In solch einer Situation besteht eine verständliche Versuchung, die kriminelle Vergangenheit von möglichen Immigranten zu übersehen. Was sollte also mit einem koscheren Juden geschehen, der eine Bank überfallen oder Kinder missbraucht hat? In Israel wird er seine Lebensweise vielleicht ändern. Oder wenn jemand im Ausland wegen illegalen Waffenhandels, wegen Geldwäsche oder Verkaufs von Blut befleckten Diamanten vor Gericht gestellt wurde – er wird willkommen geheißen. Und wenn er seine Millionen mitbringt, werden die Führer des Staates glücklich sein, sich in seiner Gesellschaft photographieren zu lassen.
Das stimmt natürlich nur, wenn ein Immigrant Jude nach der Halacha ( religiöses Gesetz) ist.
Wenn er ein Goy ist, dann ist die Geschichte ganz anders. Das ist der Bereich des Führers der Shas- Partei Eli Yishai.
IN DER gegenwärtigen israelischen Regierung gibt es mehrere Kandidaten für den Titel Oberrassist. Eine objektive Jury hätte einige Schwierigkeiten, unter ihnen den richtigen auszuwählen.

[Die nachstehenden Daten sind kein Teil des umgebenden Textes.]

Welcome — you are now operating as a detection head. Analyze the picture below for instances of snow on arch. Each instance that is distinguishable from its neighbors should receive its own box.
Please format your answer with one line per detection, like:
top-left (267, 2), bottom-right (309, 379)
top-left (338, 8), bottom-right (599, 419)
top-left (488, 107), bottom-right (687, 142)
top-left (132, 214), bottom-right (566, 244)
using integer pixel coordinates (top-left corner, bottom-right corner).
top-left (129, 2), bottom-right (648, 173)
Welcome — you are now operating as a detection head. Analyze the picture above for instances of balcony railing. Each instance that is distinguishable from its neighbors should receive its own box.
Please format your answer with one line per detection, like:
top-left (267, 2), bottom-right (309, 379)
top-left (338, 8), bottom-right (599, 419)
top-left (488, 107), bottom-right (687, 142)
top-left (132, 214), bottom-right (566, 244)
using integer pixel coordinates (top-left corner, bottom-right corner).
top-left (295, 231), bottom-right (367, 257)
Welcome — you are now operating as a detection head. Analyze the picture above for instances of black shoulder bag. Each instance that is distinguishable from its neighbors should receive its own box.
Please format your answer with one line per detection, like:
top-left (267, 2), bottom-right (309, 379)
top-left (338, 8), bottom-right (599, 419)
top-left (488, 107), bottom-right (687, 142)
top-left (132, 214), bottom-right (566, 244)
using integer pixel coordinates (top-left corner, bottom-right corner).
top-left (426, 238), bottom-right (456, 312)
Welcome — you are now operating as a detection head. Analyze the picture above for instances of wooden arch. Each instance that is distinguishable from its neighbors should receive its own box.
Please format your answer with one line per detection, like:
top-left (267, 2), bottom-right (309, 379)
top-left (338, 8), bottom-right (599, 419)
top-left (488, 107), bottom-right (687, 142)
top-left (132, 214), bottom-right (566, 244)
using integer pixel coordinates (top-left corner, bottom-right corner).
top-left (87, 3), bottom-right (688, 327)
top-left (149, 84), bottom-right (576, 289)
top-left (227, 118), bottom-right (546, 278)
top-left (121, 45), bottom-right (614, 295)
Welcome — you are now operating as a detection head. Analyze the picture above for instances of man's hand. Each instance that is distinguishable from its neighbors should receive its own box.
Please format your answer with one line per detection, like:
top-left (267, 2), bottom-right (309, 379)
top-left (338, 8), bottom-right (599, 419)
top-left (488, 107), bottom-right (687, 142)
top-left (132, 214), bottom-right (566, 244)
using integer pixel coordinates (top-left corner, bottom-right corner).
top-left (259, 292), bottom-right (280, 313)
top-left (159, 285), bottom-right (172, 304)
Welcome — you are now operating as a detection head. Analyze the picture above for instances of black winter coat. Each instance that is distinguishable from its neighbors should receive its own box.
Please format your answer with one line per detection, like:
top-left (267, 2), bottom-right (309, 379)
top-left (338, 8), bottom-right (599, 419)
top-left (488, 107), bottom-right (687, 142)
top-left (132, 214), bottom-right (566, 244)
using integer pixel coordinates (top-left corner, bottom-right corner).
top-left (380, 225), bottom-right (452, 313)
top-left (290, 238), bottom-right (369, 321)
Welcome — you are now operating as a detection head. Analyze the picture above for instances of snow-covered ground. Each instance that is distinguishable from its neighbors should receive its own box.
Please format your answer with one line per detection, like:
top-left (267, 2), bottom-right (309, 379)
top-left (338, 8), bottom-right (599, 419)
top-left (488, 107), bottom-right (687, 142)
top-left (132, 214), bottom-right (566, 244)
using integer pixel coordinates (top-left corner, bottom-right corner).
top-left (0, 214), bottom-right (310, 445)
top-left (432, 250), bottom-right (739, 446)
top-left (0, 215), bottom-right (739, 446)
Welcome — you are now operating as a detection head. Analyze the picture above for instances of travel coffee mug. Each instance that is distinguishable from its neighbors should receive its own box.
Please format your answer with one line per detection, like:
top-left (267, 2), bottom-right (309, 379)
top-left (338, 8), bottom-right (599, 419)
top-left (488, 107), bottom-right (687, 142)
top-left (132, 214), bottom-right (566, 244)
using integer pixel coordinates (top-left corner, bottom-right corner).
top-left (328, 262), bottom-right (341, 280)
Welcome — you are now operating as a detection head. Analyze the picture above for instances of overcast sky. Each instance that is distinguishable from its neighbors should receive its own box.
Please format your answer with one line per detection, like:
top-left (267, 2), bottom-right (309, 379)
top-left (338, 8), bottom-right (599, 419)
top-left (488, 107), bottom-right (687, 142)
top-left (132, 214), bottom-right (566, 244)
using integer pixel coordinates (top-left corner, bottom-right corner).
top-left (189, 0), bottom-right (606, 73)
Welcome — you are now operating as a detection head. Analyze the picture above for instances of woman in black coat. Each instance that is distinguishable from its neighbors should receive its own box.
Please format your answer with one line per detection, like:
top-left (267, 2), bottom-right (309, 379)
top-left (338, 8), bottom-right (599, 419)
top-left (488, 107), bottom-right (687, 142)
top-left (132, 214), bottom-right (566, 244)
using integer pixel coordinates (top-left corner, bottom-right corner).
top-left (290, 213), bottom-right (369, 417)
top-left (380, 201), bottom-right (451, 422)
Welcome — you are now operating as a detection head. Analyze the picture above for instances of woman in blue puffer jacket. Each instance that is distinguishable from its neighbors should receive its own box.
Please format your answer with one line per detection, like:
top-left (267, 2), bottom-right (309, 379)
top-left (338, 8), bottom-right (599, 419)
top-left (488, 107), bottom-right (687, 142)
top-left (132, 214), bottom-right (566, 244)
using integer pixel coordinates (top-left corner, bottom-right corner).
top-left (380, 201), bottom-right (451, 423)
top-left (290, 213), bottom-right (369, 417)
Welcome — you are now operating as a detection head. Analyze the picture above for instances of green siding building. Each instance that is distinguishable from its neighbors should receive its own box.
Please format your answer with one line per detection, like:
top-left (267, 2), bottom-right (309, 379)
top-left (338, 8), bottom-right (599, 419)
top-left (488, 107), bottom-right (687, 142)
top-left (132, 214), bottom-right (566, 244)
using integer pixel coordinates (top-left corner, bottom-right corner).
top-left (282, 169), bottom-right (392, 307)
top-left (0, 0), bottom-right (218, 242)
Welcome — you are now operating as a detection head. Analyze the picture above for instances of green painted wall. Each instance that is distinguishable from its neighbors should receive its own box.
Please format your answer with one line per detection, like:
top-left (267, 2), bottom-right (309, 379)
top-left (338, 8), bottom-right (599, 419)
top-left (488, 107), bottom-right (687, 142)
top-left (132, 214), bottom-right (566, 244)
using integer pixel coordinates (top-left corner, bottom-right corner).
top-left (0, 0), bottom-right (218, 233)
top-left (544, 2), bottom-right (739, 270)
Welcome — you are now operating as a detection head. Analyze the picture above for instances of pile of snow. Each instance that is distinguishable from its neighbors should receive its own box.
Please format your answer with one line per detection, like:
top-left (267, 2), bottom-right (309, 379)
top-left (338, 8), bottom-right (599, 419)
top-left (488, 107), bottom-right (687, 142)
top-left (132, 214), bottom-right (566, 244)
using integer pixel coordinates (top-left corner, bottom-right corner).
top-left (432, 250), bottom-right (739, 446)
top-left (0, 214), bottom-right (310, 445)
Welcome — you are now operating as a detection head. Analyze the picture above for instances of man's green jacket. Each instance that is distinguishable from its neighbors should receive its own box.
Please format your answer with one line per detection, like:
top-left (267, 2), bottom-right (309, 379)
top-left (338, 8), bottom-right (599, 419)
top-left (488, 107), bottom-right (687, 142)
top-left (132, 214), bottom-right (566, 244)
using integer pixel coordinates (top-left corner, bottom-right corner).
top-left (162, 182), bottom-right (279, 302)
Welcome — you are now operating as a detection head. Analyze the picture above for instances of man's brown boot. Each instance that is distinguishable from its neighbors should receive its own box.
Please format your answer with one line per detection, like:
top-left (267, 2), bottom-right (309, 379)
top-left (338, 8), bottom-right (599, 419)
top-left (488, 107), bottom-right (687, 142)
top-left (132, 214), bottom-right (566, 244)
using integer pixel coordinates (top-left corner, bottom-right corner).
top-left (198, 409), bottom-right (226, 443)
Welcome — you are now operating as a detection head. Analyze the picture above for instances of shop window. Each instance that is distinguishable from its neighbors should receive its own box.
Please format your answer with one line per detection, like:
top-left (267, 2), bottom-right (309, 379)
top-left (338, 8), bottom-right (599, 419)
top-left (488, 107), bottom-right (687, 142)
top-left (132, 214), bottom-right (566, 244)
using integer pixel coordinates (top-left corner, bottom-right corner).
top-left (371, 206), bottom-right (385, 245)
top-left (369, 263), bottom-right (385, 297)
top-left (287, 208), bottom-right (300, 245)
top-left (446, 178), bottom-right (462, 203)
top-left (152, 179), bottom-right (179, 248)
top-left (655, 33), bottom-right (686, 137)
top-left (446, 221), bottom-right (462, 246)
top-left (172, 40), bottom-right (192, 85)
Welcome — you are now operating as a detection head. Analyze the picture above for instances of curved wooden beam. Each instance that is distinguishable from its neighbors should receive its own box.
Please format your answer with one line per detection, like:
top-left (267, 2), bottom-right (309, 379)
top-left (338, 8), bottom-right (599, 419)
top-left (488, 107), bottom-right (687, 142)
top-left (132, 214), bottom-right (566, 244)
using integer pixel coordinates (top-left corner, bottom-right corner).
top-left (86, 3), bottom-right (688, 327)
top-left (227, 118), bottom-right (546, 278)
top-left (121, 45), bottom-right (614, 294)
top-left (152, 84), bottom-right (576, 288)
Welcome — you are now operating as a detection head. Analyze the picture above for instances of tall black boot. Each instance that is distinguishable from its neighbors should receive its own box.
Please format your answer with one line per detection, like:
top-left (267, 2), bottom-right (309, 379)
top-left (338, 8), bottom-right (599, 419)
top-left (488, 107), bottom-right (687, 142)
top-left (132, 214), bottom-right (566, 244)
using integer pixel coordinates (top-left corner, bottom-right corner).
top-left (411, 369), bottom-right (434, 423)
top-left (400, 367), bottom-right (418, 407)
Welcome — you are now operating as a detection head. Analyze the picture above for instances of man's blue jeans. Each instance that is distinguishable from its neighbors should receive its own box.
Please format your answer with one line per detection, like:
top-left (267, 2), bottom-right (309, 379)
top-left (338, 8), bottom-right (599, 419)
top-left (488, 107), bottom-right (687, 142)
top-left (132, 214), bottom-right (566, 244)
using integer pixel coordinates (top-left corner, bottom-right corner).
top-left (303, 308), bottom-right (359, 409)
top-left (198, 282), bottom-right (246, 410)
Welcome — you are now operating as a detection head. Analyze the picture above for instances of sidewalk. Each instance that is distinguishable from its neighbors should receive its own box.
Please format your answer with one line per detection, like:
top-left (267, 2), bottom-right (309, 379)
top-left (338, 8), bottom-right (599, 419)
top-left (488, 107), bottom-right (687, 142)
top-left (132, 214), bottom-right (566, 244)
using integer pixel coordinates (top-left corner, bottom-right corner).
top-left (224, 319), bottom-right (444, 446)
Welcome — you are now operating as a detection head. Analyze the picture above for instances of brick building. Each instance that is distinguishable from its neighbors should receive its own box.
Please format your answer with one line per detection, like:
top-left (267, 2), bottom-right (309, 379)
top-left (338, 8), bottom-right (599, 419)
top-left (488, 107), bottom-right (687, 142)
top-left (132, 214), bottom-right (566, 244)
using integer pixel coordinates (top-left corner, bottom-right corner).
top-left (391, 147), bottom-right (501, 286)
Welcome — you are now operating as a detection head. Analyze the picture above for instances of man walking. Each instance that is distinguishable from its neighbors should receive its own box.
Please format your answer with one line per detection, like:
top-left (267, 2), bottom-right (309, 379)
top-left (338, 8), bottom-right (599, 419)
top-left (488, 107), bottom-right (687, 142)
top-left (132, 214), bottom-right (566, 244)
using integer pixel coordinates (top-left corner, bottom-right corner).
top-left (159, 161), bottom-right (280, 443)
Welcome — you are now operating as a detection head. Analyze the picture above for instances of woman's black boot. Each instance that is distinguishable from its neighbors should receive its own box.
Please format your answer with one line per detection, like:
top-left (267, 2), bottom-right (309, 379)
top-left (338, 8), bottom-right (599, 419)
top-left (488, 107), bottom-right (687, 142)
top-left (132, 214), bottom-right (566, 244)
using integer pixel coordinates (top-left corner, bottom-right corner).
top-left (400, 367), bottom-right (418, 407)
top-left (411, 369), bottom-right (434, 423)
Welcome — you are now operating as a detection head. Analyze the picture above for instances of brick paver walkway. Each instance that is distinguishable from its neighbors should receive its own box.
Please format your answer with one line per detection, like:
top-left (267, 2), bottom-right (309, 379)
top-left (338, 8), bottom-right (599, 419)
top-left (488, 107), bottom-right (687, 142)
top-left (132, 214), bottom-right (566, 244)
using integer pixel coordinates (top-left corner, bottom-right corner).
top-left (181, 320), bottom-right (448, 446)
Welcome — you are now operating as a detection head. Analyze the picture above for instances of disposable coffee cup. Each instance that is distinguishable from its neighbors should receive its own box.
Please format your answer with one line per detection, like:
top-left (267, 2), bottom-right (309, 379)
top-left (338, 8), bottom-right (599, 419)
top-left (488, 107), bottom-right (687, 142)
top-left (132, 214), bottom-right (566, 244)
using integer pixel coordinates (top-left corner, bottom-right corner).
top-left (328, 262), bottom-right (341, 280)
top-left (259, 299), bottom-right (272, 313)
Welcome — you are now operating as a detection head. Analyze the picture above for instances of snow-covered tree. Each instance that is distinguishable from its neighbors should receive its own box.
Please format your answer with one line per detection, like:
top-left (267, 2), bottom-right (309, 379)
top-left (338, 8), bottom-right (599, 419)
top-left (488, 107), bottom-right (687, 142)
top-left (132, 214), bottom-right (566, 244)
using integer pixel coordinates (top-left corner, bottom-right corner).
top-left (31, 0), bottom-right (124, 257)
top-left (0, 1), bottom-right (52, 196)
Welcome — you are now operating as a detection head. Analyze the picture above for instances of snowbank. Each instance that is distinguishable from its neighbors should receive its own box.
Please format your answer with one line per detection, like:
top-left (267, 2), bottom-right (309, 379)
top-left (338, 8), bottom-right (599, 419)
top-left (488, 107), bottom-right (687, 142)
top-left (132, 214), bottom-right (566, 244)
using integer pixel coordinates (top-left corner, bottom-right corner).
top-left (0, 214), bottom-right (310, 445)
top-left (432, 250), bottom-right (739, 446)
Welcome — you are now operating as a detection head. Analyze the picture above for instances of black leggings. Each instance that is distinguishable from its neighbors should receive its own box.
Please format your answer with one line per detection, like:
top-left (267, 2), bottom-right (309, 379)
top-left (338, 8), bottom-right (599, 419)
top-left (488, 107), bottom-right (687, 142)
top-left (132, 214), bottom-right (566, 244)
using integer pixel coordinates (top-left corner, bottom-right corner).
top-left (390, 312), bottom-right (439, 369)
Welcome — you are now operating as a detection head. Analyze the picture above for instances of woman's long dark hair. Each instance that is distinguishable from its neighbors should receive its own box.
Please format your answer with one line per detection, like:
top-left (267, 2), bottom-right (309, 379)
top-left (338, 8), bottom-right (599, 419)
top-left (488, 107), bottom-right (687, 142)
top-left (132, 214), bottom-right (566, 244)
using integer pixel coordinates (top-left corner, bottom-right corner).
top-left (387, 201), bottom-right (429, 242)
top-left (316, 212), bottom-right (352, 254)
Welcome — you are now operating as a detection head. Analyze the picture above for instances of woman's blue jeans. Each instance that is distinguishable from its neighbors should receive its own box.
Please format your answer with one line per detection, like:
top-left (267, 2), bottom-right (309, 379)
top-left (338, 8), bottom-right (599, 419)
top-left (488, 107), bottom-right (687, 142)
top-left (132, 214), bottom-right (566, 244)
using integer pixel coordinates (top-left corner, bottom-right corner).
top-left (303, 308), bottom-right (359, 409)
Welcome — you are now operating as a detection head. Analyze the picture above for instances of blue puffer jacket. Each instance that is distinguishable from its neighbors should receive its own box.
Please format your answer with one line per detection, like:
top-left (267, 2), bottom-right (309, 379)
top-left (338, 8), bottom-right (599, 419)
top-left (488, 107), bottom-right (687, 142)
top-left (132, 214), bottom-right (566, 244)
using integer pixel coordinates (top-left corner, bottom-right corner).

Favorit ist der Außenminister Avigdor Lieberman, ein „beglaubigter“ Rassist, dessen ganze politische Karriere in Israel auf Hass gegen Araber und Ausländer aufgebaut ist. Er war es , der den Kipa tragenden Anwalt Ya’acov Ne’eman zum Justizminister ernannte, der jetzt eifrig damit beschäftigt ist, die außerordentlich wichtige Position des Rechtsberaters für die Regierung (was der Funktion eines Staatsanwaltes entspricht) abzusichern, einem Richter zu übertragen, der in einer Yeshiva (orthodoxe Schule) erzogen wurde, und in einer der extremsten Siedlungskolonien lebt und der wegen einiger rechtsradikaler Urteile berüchtigt wurde. Binyamin Netanyahu selbst ist natürlich auch ein exzellenter Kandidat.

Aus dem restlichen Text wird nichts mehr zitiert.